Data Quality Checker

Validate data quality in market analysis documents and blog articles before publication. Use when checking for price scale inconsistencies (ETF vs futures), instrument notation errors, date/day-of-week mismatches, allocation total errors, and unit mismatches. Supports English and Japanese content. Advisory mode – flags issues as warnings for human review, not as blockers.

No API

Download Skill Package (.skill) View Source on GitHub

Table of Contents

1. Overview

Detect common data quality issues in market analysis documents before publication. The checker validates five categories: price scale consistency, instrument notation, date/weekday accuracy, allocation totals, and unit usage. All findings are advisory – they flag potential issues for human review rather than blocking publication.


2. When to Use

  • Before publishing a weekly strategy blog or market analysis report
  • After generating automated market summaries
  • When reviewing translated documents (English/Japanese) for data accuracy
  • When combining data from multiple sources (FRED, FMP, FINVIZ) into one report
  • As a pre-flight check for any document containing financial data

3. Prerequisites

  • Python 3.9+
  • No external API keys required
  • No third-party Python packages required (uses only standard library)

4. Quick Start

# Check a markdown file
python3 skills/data-quality-checker/scripts/check_data_quality.py \
  --file reports/weekly_strategy.md

# Run specific checks only
python3 skills/data-quality-checker/scripts/check_data_quality.py \
  --file report.md --checks price_scale,dates,allocations

# With reference date for year inference
python3 skills/data-quality-checker/scripts/check_data_quality.py \
  --file report.md --as-of 2026-02-28 --output-dir reports/

5. Workflow

Step 1: Receive Input Document

Accept the target markdown file path and optional parameters:

  • --file: Path to the markdown document to validate (required)
  • --checks: Comma-separated list of checks to run (optional; default: all)
  • --as-of: Reference date for year inference in YYYY-MM-DD format (optional)
  • --output-dir: Directory for report output (optional; default: reports/)

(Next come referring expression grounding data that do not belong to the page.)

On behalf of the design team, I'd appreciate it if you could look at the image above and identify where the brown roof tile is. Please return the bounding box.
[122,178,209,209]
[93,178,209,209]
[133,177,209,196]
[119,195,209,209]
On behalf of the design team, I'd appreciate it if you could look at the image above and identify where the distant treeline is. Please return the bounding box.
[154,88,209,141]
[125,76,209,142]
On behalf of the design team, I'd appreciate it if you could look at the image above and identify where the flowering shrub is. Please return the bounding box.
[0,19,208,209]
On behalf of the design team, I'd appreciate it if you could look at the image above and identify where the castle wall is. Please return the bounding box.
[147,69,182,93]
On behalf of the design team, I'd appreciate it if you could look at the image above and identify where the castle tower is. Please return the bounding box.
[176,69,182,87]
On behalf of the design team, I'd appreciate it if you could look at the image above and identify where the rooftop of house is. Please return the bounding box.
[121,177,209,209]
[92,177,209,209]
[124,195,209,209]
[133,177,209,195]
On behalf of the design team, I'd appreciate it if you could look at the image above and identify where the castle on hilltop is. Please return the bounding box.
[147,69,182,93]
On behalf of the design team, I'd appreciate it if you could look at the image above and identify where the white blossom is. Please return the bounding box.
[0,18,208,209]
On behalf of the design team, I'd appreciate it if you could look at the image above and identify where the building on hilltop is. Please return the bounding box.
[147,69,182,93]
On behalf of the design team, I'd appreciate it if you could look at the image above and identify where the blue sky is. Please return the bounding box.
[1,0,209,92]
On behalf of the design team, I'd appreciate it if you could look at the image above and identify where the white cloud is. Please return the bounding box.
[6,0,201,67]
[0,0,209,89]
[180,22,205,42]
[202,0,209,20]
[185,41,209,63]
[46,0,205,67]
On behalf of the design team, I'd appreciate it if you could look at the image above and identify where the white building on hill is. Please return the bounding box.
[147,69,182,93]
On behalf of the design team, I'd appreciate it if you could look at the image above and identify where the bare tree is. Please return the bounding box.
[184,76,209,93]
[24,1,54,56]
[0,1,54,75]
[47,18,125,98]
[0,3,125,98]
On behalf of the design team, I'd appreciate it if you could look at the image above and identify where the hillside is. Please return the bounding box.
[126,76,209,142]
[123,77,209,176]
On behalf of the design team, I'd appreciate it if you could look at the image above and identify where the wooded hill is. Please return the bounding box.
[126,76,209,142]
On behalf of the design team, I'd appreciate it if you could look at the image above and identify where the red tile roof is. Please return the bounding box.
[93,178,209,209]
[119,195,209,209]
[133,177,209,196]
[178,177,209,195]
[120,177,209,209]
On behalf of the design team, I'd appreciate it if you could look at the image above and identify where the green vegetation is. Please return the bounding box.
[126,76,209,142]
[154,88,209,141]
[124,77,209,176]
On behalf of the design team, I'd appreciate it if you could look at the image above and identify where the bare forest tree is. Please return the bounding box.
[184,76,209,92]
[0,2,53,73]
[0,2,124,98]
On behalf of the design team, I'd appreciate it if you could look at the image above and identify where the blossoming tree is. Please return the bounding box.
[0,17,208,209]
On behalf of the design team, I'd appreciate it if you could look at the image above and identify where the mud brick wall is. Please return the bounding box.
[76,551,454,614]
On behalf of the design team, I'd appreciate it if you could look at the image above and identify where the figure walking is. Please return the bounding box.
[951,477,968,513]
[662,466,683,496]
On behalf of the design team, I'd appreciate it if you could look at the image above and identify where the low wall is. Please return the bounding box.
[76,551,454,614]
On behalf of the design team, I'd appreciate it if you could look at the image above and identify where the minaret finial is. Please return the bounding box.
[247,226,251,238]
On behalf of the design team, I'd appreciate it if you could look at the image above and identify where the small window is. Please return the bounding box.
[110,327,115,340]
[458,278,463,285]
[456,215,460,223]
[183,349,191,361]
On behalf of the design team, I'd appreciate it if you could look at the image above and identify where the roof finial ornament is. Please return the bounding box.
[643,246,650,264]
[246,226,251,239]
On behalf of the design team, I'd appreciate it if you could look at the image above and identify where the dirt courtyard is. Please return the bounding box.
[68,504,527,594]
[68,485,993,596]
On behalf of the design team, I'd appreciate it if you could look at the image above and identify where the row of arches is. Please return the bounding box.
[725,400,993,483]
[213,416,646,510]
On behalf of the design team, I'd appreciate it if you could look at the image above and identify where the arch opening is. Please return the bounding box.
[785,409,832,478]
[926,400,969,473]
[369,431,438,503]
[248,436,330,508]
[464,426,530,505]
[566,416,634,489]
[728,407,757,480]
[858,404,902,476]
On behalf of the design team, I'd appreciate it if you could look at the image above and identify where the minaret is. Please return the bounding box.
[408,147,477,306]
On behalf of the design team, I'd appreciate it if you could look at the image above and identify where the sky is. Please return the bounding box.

Step 2: Execute Validation Script

Run the data quality checker script:

python3 skills/data-quality-checker/scripts/check_data_quality.py \
  --file path/to/document.md \
  --output-dir reports/

To run specific checks only:

python3 skills/data-quality-checker/scripts/check_data_quality.py \
  --file path/to/document.md \
  --checks price_scale,dates,allocations

To provide a reference date for year inference (useful for documents without explicit year in dates):

python3 skills/data-quality-checker/scripts/check_data_quality.py \
  --file path/to/document.md \
  --as-of 2026-02-28

Step 3: Load Reference Standards

Read the relevant reference documents to contextualize findings:

  • references/instrument_notation_standard.md – Standard ticker notation, digit-count hints, and naming conventions for each instrument class
  • references/common_data_errors.md – Catalog of frequently observed errors including FRED data delays, ETF/futures scale confusion, holiday oversights, allocation total pitfalls, and unit confusion patterns

Use these references to explain findings and suggest corrections.

Step 4: Review Findings

Examine each finding in the output:

  • ERROR – High confidence issues (e.g., date-weekday mismatches verified by calendar computation). Strongly recommend correction.
  • WARNING – Likely issues that need human judgment (e.g., price scale anomalies, notation inconsistencies, allocation sums off by more than 0.5%).
  • INFO – Informational notes (e.g., mixed bp/% usage that may be intentional).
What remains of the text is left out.